In einer Dokumentation, die an alle Haushalte ging, hatte die Partei nochmals die wichtigsten Beweggründe für die Volksinitiative dargelegt. Die Privatisierung habe nicht die Auflösung von Radio Liechtenstein zum Ziel, sondern den Übergang von einem Staatssender zu einem Privatradio, das als Informations- und Unterhaltungssender nach unternehmerischen Prinzipien geführt werden müsse. In Zukunft sollten alle Medien in gleicher Weise durch die geltende Medienförderung in Liechtenstein unterstützt werden.
Keine überprüfbaren Daten
Nach Berechnung der Demokraten pro Liechtenstein erhält der Sender derzeit Staatsgelder, die rund 70 Prozent der gesamten Medienförderung ausmachen. Diese Bevorzugung eines einzelnen Mediums hält die Partei für nicht mehr gerechtfertigt, umso weniger, als über die Verbreitung des Senders in Liechtenstein und der Nachbarschaft schon seit einiger Zeit keine nachprüfbaren Daten mehr vorlägen.
Die Regierung wie auch die Demokraten pro Liechtenstein teilen die Auffassung, die staatliche Medienförderung sei ein zentrales Element für das Überleben der Medien. Dabei unterstreicht die Regierung, bisher habe Liechtenstein eine klare Trennung zwischen privaten Medien und dem öffentlichrechtlichen Rundfunk vorgenommen.
Während die privaten Medien die Förderung nach bestimmten Kriterien wie Auflage, Berichterstattung über nationale Politik, Wirtschaft und Kultur sowie Ausbildung der Angestellten erhielten, erfülle der öffentlichrechtliche Radiosender einen Service-public-Auftrag, der mit einem speziellen Staatsbeitrag abgegolten werde. Dieser Programmauftrag enthalte die Verpflichtung zur Neutralität, Ausgewogenheit und Vielfalt sowie den Verzicht auf eine Bezahlschranke. Solche Auflagen könnte ein privater Radiosender, der die gleiche Förderung wie andere Medien erhalte, nicht erfüllen.

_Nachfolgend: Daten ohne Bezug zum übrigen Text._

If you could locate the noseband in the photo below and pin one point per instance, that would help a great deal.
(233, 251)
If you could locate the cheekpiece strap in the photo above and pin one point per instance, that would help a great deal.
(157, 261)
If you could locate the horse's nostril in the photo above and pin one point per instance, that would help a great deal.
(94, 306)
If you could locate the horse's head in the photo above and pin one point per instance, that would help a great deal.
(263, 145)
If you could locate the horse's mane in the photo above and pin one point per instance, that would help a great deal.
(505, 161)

Vorgerechnet wird, dass ein Privatsender mit staatlicher Medienförderung und Werbeeinnahmen zu Gesamteinnahmen von 1,3 Millionen Franken käme, womit die gegenwärtigen Jahresausgaben von Radio Liechtenstein nur zu einem Drittel gedeckt wären. «Ein Radio Liechtenstein mit dem bestehenden Leistungsauftrag ist mit Werbeeinnahmen jedenfalls nicht profitabel zu betreiben», schreibt die Regierung als Schlussfolgerung aus diesen Zahlen. Andernfalls müsste mit einem massiven Abbau der Programmleistungen gerechnet werden, zumal sich nach Ansicht der Regierung kaum ein privater Investor finden lasse, um die Finanzlücke zu füllen.
Abstimmung im Herbst
Die Demokraten pro Liechtenstein liessen bei der Lancierung ihrer Volksinitiative die Finanzierungsfrage offen – bis auf den Hinweis, nach der Privatisierung müsse der Radiosender bei der staatlichen Medienförderung die gleiche Behandlung wie andere Medien erfahren. Der Regierung wird bei einer Annahme der Initiative bis Ende 2025 Zeit gegeben, die Privatisierung vorzunehmen und die Finanzierungsfrage zu lösen.

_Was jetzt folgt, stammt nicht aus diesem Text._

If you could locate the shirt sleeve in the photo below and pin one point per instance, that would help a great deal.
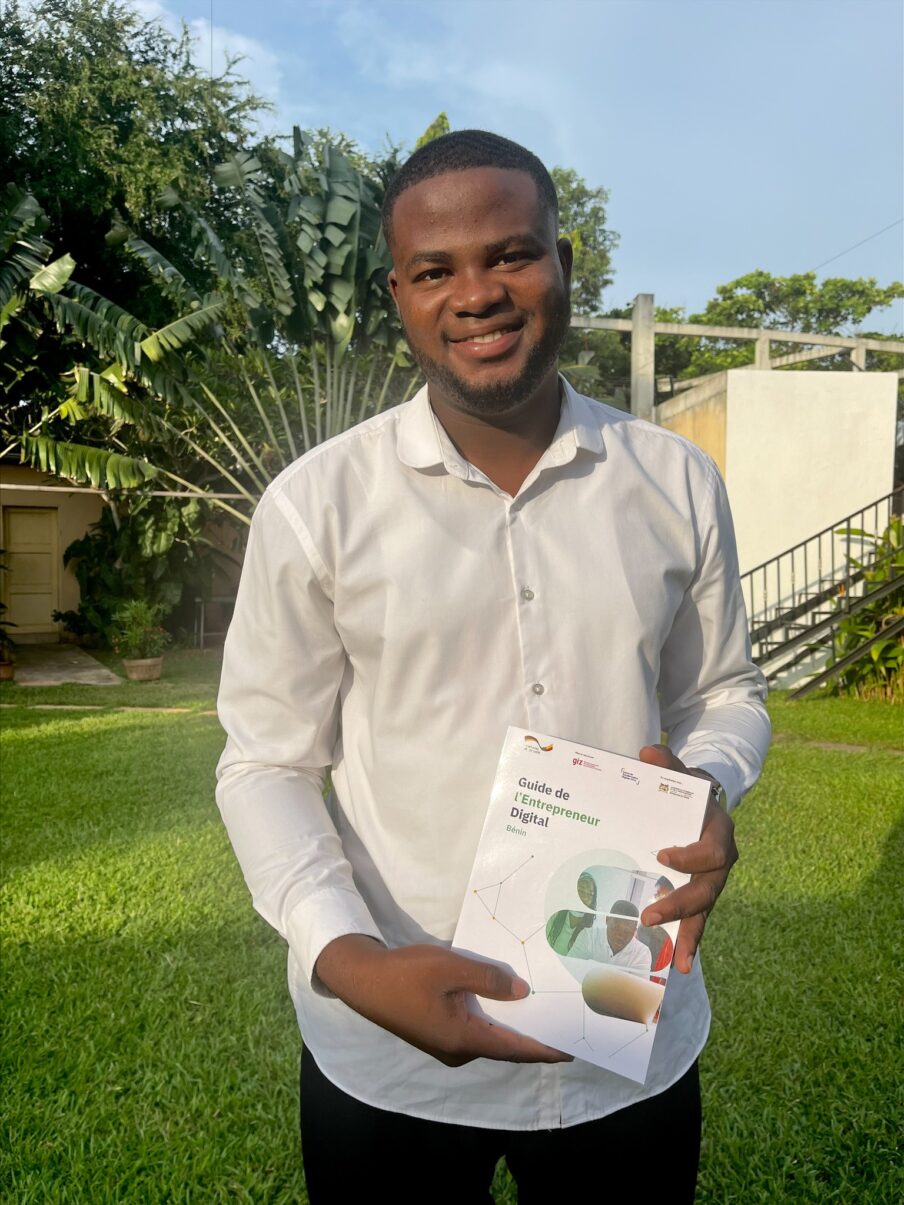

Mit dem Zustandekommen der Volksinitiative wird das Volk im Herbst das letzte Wort haben. Bei dieser Entscheidung dürfte die Frage die Hauptrolle spielen, ob Liechtenstein auch in Zukunft einen eigenen Radiosender haben soll. Die Zahlen einer von der Regierung in Auftrag gegebenen Umfrage von Anfang 2024 geben dazu einen kleinen Hinweis: Nur knapp ein Fünftel der Befragten hört jeden Tag Radio Liechtenstein. Einen eigenen liechtensteinischen Radiosender hielten 43 Prozent für wichtig oder sehr wichtig, auf der anderen Seite waren 46 Prozent der Befragten gegenteiliger Meinung.